Pourquoi en aurait-il été autrement ?
Pendant que Marie Adélaïde poursuivait
sa nuit, comme de coutume, Guillaume Etienne Boursier s’était levé vers 6
heures. Le temps était radieux et la chaleur promettait, au fil des heures, d’être
caniculaire. Le marchand-épicier se montrait, comme toujours, de joyeuse
humeur.
N’avait-il pas, après ses tâches coutumières,
prévu d’aller avec sa femme et quelques amis[1], visiter, dans l’après-midi
la manufacture des Gobelins ?
Guillaume Etienne fit un peu de ménage
dans la boutique, rangea quelques produits ici et là, classa quelques documents
et monta réveiller sa femme.
Il avait l’humeur guillerette et comme
il aimait à plaisanter, il passa son index dans le foyer de la cheminée où
restait de la suie et alla dessiner une splendide paire de moustaches sur la
lèvre supérieure de son épouse endormie. Ceci fait, il demanda à une domestique
d’apporter un miroir et le plaçant devant le visage encore ensommeillé de Marie
Adélaïde, ne se gêna pas d’éclater d’un rire sonore, devant la réaction de
cette dernière, terriblement vexée.
Quel réveil !! Pas du tout du goût
de la femme Boursier.
Certes, elle connaissait son époux, mais
qu’il était pénible parfois !
Elle pensa, après un accès de colère,
que la journée commençait bien mal.
A neuf heures, juste avant de quitter
son domicile pour vaquer à ses occupations, Guillaume Etienne Boursier demanda
un potage de riz pour son petit-déjeuner. Celui-ci fut préparé dans une
casserole en fer et servi dans la salle à manger par la domestique, Joséphine
Blin. Cette domestique prélevait toujours, avant de servir son maître, un peu
du contenu de la casserole, pour elle-même et pour le dernier enfant du couple
Boursier.
Le maître du lieu commença à manger.
Aussitôt la première cuillerée, il se plaignit que la soupe avait « un
goût bizarre, un goût empoisonné ».
Il faut préciser toutefois que M. Boursier
était un maniaque de la propreté.
Pour se justifier, Joséphine déclara qu’elle
avait elle-même manger de cette soupe et qu’elle l’avait trouvé bonne et que la
casserole était propre.

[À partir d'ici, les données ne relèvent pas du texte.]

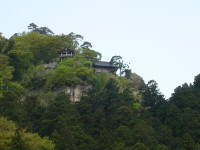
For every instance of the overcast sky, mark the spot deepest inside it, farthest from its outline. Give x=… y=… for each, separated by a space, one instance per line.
x=160 y=38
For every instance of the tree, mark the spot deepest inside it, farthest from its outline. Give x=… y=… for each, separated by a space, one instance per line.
x=151 y=94
x=119 y=64
x=14 y=139
x=197 y=81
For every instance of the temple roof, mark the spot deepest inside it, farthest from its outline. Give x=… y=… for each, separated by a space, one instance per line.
x=103 y=64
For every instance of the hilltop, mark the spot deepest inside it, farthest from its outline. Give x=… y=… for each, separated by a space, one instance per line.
x=57 y=92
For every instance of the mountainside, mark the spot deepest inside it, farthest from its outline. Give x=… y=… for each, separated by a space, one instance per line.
x=56 y=93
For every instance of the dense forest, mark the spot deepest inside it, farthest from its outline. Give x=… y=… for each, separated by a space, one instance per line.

Elle précisa que la soupe devait être même meilleure qu’à
l’ordinaire, ayant mis trois œufs dedans au lieu de deux, comme à chaque fois.

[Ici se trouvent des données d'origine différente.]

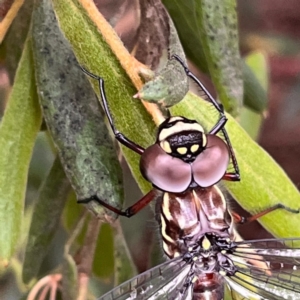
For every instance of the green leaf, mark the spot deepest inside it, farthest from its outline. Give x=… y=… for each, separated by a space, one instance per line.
x=190 y=30
x=93 y=53
x=45 y=219
x=73 y=116
x=263 y=182
x=12 y=47
x=214 y=25
x=18 y=130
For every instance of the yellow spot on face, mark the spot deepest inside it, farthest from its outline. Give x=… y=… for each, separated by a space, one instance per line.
x=204 y=140
x=176 y=254
x=181 y=150
x=206 y=244
x=194 y=148
x=166 y=146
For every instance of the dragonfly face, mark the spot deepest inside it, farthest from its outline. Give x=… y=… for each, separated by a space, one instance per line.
x=184 y=156
x=196 y=226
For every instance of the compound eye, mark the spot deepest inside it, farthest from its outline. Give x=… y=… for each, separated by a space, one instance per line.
x=210 y=165
x=164 y=171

Madame Boursier fit la même remarque à
son époux et alla tout de suite laver la casserole pour montrer que celle-ci n’avait
pas de traces de « vert-de-gris ».
Cinq minutes après avoir absorbé un peu de cette soupe au riz, Guillaume
Etienne Boursier fut pris de forts vomissements, de douleurs dans les reins et
d’une grande lassitude.
Il fut contraint de se remettre au lit.
En urgence, on appela le médecin.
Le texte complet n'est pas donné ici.